A key risk to the bearish outlook is the potential for a late-summer weather scare. The corn crop is not yet made, and any shift toward hot, dry conditions in August could rapidly reverse the price trend. Market positioning is heavily skewed short, which could accelerate a rally if those positions are forced to cover. Current flow data shows selling is concentrated in the futures market, with physical grain buyers remaining cautious.
Outlook — what to watch next
The next major catalyst is the USDA’s World Agricultural Supply and Demand Estimates (WASDE) report, scheduled for release on July 11. Traders will scrutinize adjustments to US yield projections and global ending stocks. Any deviation from the current record yield forecast of 181.5 bushels per acre will cause volatility.
Weather patterns through the remainder of July are the dominant variable. The key level to watch for the September contract is support at the June low of $3.58. A break below that level could trigger a slide toward $3.50. Resistance now sits at the 20-day moving average near $3.80.
The August 12 USDA Crop Progress report will provide the next official assessment of crop conditions. A decline in the percentage of crops rated good-to-excellent would signal potential yield loss. Traders will also monitor weekly export sales reports for signs of demand picking up at lower price levels.
Frequently Asked Questions
How does the price of corn affect grocery bills?

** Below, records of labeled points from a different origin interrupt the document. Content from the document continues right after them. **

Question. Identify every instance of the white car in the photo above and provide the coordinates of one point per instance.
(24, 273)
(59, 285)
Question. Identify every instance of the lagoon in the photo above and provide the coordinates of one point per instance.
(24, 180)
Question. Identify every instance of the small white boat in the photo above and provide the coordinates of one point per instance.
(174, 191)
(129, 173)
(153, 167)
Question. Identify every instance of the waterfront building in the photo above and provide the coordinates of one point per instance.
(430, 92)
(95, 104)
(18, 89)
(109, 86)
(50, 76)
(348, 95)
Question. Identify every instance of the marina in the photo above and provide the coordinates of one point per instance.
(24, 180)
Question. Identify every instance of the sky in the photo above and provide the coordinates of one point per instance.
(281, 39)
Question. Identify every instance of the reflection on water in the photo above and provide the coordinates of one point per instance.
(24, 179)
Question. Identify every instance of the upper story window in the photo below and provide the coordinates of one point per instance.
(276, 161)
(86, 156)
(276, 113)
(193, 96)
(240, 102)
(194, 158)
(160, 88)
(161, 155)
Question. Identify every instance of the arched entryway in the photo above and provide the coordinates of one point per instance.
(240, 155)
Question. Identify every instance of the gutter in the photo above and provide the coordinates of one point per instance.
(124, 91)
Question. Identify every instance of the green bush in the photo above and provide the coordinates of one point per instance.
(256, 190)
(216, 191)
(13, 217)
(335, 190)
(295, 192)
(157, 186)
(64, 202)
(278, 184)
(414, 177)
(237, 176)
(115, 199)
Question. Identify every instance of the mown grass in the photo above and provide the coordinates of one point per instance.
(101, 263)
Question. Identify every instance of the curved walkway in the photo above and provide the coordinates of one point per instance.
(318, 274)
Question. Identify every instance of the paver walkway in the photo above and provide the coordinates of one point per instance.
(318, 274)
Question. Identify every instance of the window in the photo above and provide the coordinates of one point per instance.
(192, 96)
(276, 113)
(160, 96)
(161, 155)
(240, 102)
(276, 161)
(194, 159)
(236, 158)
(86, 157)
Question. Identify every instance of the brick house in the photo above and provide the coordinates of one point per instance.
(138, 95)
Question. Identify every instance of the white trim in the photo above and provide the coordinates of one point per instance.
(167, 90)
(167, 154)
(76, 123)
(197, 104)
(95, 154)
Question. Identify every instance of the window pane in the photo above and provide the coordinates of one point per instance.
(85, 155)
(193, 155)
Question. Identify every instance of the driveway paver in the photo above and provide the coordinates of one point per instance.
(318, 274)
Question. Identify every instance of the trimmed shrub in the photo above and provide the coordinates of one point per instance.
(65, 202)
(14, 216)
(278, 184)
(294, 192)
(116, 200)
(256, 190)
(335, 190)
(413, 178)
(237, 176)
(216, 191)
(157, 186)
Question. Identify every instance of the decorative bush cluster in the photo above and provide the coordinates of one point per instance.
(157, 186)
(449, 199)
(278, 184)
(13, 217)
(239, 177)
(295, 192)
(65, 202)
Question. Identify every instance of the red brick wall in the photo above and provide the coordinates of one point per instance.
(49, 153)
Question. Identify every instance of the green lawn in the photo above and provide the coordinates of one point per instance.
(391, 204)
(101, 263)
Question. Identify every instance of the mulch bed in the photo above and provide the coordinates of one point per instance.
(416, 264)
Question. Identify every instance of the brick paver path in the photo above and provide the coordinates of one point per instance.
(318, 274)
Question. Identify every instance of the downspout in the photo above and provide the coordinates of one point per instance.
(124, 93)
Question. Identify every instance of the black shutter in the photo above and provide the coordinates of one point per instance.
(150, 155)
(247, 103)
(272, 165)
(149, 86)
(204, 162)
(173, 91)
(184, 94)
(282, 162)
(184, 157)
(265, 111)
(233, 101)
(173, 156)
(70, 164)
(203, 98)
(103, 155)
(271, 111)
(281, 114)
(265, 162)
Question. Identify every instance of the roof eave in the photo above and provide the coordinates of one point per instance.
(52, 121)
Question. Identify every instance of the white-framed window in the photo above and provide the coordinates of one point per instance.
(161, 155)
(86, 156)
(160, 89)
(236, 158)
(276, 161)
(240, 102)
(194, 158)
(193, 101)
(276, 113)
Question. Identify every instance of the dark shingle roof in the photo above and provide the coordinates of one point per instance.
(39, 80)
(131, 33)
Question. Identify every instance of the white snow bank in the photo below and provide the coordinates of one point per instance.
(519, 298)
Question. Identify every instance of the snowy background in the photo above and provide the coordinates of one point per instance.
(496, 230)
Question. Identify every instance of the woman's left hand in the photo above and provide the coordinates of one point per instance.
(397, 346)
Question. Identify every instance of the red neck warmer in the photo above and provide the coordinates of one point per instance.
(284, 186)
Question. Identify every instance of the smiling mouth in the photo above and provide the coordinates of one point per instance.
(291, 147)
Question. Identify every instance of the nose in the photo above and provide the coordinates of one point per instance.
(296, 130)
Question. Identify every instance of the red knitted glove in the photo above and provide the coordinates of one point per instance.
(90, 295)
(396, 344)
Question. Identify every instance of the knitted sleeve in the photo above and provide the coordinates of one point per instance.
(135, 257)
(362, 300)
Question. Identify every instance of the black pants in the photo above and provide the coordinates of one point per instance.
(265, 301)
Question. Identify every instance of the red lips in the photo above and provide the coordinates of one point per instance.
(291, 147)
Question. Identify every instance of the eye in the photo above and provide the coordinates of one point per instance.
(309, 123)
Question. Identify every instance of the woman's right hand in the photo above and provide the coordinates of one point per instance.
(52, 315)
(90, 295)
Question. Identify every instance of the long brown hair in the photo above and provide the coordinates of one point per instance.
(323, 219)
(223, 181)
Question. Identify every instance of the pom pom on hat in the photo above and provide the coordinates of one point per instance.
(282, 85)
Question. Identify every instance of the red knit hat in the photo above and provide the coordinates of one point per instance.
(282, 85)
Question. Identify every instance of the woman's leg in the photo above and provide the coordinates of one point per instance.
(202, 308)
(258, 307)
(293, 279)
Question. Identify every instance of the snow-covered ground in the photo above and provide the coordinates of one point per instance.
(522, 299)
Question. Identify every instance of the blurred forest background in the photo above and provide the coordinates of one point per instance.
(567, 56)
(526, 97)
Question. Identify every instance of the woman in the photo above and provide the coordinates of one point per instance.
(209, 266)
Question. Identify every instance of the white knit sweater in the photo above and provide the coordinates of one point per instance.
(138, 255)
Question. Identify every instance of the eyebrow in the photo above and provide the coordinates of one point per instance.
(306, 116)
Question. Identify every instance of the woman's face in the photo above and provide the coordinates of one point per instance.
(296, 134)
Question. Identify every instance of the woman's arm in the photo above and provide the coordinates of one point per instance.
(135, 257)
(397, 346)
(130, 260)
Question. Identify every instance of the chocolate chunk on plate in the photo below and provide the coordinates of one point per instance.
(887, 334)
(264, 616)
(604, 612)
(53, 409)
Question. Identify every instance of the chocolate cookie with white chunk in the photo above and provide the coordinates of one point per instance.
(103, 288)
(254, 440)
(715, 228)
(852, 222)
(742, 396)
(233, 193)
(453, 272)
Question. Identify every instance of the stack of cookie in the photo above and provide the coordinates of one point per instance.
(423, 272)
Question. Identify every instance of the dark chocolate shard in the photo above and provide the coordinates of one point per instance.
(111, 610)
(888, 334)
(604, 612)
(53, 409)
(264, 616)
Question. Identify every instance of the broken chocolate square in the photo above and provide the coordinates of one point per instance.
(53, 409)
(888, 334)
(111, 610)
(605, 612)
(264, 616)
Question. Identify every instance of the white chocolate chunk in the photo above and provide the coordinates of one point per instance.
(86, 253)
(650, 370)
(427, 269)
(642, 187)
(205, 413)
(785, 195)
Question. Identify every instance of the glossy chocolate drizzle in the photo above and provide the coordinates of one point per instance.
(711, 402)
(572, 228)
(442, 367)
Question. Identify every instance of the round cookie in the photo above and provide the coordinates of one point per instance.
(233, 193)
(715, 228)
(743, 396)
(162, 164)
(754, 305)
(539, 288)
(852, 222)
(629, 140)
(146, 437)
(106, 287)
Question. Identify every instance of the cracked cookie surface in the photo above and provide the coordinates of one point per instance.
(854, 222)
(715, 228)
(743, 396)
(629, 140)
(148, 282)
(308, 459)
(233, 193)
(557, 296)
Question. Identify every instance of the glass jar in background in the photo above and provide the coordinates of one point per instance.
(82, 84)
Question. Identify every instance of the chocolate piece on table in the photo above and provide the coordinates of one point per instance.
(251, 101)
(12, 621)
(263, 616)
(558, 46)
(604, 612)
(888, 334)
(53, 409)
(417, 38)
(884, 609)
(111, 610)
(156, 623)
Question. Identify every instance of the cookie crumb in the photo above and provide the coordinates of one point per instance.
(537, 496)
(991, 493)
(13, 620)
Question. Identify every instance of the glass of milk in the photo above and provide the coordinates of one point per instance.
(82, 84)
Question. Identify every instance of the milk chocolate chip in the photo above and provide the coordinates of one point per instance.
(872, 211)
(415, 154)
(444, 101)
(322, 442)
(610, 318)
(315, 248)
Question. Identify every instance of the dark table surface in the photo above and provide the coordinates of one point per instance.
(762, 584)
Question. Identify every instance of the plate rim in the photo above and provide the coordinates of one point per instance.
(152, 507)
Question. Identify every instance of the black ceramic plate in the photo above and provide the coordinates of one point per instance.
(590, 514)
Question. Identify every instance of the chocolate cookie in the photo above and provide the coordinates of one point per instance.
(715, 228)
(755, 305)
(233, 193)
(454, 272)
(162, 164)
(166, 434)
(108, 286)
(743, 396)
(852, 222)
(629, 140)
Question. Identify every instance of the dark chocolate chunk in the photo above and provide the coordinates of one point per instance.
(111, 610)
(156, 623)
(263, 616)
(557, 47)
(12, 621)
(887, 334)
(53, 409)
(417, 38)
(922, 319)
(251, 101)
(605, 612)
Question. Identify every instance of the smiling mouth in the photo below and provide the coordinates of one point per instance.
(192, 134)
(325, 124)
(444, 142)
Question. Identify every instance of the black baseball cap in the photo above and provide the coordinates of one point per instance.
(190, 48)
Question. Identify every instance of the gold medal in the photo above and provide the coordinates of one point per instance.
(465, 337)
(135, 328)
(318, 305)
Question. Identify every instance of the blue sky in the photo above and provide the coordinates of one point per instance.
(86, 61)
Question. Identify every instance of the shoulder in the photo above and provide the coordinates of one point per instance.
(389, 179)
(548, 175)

Lower corn prices can eventually translate to modestly lower costs for items like meat, eggs, and dairy, as animal feed is a major input cost. The effect on processed foods containing corn syrup is less direct and takes longer to appear on shelves. Consumers typically see the benefit over a 6-12 month period as lower costs move through the supply chain.
What is the difference between the September and December corn futures contracts?
The September contract represents corn for delivery at the end of the current harvest season, reflecting immediate supply conditions. The December contract is a forward-looking contract for delivery after the harvest, incorporating expectations for the new crop's size and quality. The price difference between them, known as the spread, indicates market sentiment about future supply tightness or surplus.
Why are hedge funds shorting corn futures?
Hedge funds often take net short positions in corn when fundamental data points to oversupply, such as large anticipated harvests or weak export demand. They are betting that prices will fall. This speculative activity adds liquidity but can also exaggerate price moves. A sudden shift in weather or demand can force these funds to buy back their short positions rapidly, causing a sharp rally.
Bottom Line
Favorable weather and ample supply are overwhelming corn markets, pushing prices toward multi-month lows.
Disclaimer: This article is for informational purposes only and does not constitute investment advice. CFD trading carries high risk of capital loss.